What really gets me (in addition to CHK's $/mcf and "cap ex" charges, etc., etc., etc.) is CHK documents stating on One CHK document - the Dec. 2011 CHK Statement of Well Costs And Revenues:  "The costs of drilling, completing and equipping the Mayo 13-16-14 H-1 well where $8,254,389.48 through Dec. 2011."

And on the Second CHK document - the Dec. 2011 CHK Payout Statement:  Expenses Through December 2011: "Drilling and Completion Costs and Equipment Costs total $7,878,442.32." 

What's the difference?  $375,947.37.  The Lease Operating Costs.  Which are added to the Total Expenses to get to the $8,254.389.48 number.
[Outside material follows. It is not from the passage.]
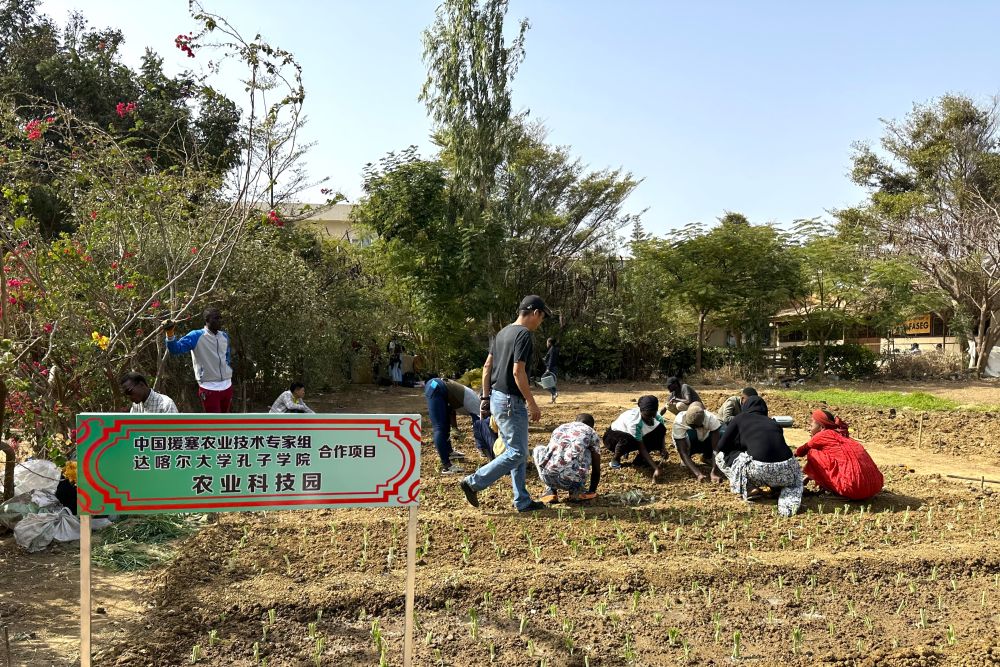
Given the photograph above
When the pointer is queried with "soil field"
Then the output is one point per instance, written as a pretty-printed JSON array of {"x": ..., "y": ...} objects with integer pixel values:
[{"x": 688, "y": 575}]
Why do the two CHK documents' "Drilling, Completion and Equipment" costs total differently?   I have asked and asked and asked in writing.  I finally got a CHK Lawyer's response letter from CHK's Mr. Benjamin E. Russ, Divison Counsel, Southern Division, that essentially obfuscates and says nothing except that CHK is  ..."in compliance with said law.  We will continue to provide quarterly reports; however no additional reporting is required."  Signed...Benjamin E. Russ

I hate cliches, but "Where There's A Will, There's A Way... 
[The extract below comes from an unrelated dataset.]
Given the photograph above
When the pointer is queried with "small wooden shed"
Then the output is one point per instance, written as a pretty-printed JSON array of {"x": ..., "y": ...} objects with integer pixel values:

And, I still have the WILL.  LOL

DrWAVeSport Cd1 4/6/2012

 

 

Mattie,

Have you read the glowing CHK Midstream reports to shareholders of its exclusive rights to CHK acreage, its 10 year contracts with annual escalations, its guaranteed volumes and its fee based pricing without commodity pricing risk and its industry leading profitability.

With CHK having 49% of the CHKM economic ownership and AMc sitting on the CHKM BoD to assure he can continue to monetize midstream drop down assets while punishing royalty owners with sham sales to CEMI, I doubt that this arrangement will stand up in court.
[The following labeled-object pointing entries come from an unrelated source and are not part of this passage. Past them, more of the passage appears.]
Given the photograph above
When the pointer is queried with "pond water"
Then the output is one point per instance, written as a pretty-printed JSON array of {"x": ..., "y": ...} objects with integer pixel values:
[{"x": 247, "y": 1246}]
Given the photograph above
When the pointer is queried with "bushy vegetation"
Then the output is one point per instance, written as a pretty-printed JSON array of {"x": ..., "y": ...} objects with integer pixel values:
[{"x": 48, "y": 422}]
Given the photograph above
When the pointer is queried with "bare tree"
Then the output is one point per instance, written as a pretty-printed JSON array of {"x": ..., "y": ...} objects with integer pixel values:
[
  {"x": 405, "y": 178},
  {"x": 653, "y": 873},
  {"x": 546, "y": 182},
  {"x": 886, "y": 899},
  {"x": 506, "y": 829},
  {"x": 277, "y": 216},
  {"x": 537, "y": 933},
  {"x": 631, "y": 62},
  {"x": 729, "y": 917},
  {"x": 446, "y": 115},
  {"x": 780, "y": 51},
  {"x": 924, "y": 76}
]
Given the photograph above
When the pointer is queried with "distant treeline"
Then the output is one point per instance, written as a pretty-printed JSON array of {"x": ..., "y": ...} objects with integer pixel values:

Also, another strange coincidence. The G&T expenses on a HK operated well jumped approximately 27¢/mcf the month after HK concluded its sale of the remaining 50% ownership to Kinder Morgan. Could this increase in revenue to Kinder have had an impact on the cash price received by HK as it monetized the remainder of its Haynesville midstream assets?

W.R. Frank,

 

Sorry for the late reply - just saw your post/question of April 5th - short answer is a strong, probable "yes".  Once these E&P companies "monetize" the midstream assets via sale to a 3rd party, the "incestuous" relationship between producer/midstream subsidiaries is severed....unfortunately, the patients (WI owners & royalty owners) are left "pregnant" (i.e. holding the empty bag).  Going forward, the Operator/Seller will then be in the identical position as the royalty owner (cost-wise) on net-back pricing.....only difference is that the Operator has likely recovered ALL, if not substantially more, of its midstream "expenses" while the royalty owner ends up paying the premium....not always the case IF the production/reserves don't hold up longer term and/or other competition comes in and takes the business away.....but, usually the Operator (as part of his deal with the would-be midstream asset purchaser) will lock-in a long term deal at a high gathering rate.....which, to your point, means the royalty owner and all other connected players (aside from the Operator/seller) pay for that "premium" sale price and higher gathering rate.       

Dr Wave,

Without seeing the documents and knowing exactly what they represent, it would be difficult for me to answer properly - it is possible that the higher-valued price represents the price, prior to gathering & treating deductions while the lower amount represents "after deductions"......not sure.